Jihadi-John.jpg

Jihadi John sought finance for ISIS in Lisbon

New questions are being asked in the British parliament following a Sunday Times report that the IS executioner dubbed Jihadi John travelled, apparently freely, to Lisbon in 2011 with two men linked to Al-Qaeda.

The reason for the three-day trip appears to have been to “obtain finance” for the jihadi cause in Syria, writes Correio da Manhã today.

The men were apparently “accompanied and rigorously monitored by Portuguese authorities”, with the new Minister for Internal Administration Constança Urbano de Sousa assuring the paper that, in those days, “the individual known as Jihadi John did not pose the degree of threat” that he later became notorious for.

But all the same, questions in Britain centre on how the man whose real name was Mohammed Emwazi was able to leave the country when he was known to both MI5 and counterterrorist police.

Emwazi’s companions on the trip were two suspected terrorists who had been released from Guantanamo Bay in the US. Thus, the Sunday Times colour supplement reports suggests there should be “greater scrutiny of the activities” of these former detainees – particularly as “many of those held without charge in the US prison camp were awarded compensation of up to £1 million each after their release”.

As to the ‘meeting’ the trio is understood to have had in Lisbon, this appears to have been with an opponent of the regime of the Syrian president Bashar al-Assad.

Portuguese authorities have pooh-poohed any suggestions that the men could have been planning an attack in Portugal, or recruiting potential extremists.

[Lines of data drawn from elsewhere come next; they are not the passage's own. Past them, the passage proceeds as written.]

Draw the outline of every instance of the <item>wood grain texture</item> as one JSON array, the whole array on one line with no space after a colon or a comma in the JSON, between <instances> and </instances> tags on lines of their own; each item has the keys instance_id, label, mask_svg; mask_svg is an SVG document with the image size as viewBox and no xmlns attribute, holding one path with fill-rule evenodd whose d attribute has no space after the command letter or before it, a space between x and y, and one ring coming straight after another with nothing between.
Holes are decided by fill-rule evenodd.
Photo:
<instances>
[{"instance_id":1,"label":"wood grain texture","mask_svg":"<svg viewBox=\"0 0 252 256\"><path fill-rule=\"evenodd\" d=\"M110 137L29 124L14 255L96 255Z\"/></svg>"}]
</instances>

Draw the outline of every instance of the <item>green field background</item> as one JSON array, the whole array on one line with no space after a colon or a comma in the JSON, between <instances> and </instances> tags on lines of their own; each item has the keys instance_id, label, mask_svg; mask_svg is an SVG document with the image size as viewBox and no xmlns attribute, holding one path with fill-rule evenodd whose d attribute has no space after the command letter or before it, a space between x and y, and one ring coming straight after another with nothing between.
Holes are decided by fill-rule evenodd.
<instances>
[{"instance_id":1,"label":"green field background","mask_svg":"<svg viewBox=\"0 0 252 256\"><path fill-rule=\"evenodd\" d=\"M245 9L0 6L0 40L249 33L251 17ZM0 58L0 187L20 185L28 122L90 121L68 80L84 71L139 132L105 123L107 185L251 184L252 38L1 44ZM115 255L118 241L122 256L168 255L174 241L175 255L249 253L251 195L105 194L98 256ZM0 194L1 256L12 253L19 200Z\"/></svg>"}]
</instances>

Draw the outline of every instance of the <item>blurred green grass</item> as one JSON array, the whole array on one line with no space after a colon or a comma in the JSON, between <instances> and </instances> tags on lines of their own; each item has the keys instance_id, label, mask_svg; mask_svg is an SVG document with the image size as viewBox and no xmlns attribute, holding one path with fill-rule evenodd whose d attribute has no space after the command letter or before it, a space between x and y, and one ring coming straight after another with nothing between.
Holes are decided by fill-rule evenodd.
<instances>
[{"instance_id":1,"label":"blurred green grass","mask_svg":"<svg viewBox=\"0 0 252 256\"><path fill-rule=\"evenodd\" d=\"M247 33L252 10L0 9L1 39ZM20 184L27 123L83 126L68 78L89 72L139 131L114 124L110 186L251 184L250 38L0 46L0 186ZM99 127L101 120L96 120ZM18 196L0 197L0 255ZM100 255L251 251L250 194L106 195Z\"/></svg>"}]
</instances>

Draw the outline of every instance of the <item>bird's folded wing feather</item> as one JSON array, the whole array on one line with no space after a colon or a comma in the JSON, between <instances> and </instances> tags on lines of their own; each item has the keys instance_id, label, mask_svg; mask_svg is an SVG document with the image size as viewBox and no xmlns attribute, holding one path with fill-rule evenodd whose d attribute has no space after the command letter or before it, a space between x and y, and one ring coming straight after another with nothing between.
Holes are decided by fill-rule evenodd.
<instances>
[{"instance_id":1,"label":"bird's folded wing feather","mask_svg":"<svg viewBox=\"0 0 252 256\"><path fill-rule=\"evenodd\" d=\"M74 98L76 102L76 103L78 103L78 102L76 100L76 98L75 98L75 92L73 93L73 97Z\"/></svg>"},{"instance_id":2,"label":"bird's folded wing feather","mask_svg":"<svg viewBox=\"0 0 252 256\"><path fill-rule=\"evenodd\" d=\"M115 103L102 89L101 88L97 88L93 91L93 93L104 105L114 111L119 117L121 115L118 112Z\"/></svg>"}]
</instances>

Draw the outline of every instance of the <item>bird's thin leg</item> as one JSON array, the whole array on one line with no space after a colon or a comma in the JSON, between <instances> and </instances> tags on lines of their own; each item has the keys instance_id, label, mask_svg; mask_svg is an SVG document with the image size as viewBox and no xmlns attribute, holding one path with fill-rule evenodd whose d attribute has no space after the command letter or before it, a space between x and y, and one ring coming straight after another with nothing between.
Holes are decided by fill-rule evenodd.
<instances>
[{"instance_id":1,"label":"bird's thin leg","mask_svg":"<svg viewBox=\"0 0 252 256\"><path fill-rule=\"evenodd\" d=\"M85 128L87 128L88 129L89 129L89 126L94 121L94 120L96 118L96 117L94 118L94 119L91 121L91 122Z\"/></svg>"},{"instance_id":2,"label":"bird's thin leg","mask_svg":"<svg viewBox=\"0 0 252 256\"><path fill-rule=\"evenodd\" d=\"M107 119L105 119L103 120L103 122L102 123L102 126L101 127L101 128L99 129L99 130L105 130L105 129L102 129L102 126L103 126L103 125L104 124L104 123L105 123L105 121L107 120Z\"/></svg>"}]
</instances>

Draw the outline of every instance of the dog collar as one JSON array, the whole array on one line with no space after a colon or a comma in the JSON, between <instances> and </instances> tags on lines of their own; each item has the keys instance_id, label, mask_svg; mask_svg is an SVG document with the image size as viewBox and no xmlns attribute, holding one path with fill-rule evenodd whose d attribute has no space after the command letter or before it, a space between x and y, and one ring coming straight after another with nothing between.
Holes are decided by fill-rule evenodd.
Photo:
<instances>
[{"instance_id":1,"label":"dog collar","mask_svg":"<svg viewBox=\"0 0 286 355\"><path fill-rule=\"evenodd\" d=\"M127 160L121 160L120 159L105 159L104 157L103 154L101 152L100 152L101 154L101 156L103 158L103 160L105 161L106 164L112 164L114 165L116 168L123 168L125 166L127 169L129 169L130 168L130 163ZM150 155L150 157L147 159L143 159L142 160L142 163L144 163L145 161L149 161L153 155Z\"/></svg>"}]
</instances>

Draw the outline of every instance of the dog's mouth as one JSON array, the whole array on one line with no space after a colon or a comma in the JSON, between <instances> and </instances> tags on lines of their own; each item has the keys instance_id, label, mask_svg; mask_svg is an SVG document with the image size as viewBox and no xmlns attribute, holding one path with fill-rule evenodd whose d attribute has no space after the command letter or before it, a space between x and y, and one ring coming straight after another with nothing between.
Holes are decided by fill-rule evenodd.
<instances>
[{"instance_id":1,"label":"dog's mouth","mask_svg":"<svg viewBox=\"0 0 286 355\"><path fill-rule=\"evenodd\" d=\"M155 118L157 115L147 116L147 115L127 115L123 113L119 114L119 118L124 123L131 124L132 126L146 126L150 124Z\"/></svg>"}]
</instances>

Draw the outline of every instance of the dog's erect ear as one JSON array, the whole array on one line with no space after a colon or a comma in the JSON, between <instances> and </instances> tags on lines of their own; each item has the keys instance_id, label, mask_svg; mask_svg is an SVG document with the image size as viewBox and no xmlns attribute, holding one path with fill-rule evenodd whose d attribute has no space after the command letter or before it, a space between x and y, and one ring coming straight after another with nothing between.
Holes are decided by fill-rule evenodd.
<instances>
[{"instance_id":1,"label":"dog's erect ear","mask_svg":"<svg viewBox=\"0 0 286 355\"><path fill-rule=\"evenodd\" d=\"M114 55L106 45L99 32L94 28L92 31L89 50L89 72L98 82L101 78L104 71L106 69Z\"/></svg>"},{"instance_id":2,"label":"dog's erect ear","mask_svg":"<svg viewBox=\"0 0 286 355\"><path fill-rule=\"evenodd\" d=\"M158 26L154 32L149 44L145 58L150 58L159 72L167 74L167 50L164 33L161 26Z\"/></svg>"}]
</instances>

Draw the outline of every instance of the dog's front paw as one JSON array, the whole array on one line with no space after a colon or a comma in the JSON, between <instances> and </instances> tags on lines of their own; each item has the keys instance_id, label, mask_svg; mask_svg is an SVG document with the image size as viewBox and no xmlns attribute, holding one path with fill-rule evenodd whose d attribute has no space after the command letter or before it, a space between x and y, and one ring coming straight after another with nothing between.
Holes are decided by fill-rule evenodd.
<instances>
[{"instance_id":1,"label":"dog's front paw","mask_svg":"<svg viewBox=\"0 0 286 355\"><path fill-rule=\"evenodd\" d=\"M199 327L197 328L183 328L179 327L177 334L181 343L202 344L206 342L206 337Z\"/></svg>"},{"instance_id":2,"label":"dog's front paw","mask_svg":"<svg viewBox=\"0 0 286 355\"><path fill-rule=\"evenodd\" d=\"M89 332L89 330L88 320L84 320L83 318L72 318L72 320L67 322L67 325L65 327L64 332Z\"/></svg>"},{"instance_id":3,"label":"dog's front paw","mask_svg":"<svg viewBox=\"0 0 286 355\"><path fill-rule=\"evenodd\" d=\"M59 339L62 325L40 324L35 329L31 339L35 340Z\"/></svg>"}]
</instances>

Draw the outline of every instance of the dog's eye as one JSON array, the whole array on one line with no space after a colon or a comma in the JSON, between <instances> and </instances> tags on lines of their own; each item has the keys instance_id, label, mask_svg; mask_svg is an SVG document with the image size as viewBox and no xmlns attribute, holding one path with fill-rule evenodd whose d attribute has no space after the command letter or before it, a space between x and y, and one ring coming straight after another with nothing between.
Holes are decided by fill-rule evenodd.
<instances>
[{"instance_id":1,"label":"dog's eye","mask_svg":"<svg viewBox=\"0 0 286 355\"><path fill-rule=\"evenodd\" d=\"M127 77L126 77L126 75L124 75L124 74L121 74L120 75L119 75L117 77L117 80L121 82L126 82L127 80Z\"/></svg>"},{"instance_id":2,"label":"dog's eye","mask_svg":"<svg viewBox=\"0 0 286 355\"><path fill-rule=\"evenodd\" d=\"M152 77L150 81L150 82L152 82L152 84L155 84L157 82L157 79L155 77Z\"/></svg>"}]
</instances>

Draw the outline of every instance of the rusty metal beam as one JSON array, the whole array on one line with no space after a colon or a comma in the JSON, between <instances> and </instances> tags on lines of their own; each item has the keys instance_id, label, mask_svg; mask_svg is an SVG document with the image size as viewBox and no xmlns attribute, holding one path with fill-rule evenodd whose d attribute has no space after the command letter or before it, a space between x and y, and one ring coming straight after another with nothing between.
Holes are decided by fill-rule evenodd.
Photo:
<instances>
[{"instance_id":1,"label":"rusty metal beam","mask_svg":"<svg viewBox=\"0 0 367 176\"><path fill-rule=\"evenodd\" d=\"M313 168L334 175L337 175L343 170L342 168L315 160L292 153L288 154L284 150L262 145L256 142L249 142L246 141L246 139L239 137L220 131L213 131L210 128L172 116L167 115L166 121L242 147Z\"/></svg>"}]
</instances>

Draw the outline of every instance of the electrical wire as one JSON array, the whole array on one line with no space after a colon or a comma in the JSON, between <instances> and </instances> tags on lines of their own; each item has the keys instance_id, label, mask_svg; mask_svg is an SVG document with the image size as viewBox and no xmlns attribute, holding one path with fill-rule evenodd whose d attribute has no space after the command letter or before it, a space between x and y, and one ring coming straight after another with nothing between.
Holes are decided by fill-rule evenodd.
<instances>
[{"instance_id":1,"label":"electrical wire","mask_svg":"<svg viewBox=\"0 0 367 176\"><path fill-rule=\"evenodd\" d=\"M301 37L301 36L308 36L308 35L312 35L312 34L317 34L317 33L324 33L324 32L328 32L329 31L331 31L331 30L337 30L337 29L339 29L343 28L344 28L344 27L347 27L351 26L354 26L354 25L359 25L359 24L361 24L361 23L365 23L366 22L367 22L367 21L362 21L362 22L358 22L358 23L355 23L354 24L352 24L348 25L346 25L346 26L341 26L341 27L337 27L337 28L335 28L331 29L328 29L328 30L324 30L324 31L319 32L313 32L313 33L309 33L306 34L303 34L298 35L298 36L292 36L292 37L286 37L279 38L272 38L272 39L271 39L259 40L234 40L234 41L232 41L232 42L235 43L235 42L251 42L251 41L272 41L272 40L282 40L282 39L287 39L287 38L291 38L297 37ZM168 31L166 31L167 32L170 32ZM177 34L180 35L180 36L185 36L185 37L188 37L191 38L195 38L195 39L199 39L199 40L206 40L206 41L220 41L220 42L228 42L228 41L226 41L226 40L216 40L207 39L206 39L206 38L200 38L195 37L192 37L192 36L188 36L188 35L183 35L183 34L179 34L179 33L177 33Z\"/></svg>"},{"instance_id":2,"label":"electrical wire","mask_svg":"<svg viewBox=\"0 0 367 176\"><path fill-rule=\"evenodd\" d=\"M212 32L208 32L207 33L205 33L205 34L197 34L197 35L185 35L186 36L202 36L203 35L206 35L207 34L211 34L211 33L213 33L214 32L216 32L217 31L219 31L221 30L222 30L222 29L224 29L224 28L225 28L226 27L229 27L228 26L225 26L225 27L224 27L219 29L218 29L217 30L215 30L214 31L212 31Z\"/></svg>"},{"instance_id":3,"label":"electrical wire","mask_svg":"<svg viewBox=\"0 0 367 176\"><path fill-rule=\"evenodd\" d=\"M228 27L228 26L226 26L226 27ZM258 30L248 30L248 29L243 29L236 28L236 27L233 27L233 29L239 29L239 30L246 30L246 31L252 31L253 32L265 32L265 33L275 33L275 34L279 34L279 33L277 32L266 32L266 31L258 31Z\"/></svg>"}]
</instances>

But the truth is that the 15 Portuguese passport holders known to be fighting with IS all originated from the Sintra region (not far from Lisbon) where a safe house is known to have harboured jihadi fighters leaving the UK bound for Syria.
It was the Sunday Times who first exposed the Sintra-link and described Portugal as a stop-off point for extremists trying to enter Syria.

The story involved recruits taking flights from Lisbon to Turkey, and then making the rest of the journey by road.

Emwazi has since been killed in a US drone strike, and at least four of the Portuguese passport holders fighting in Syria are also believed to have been killed.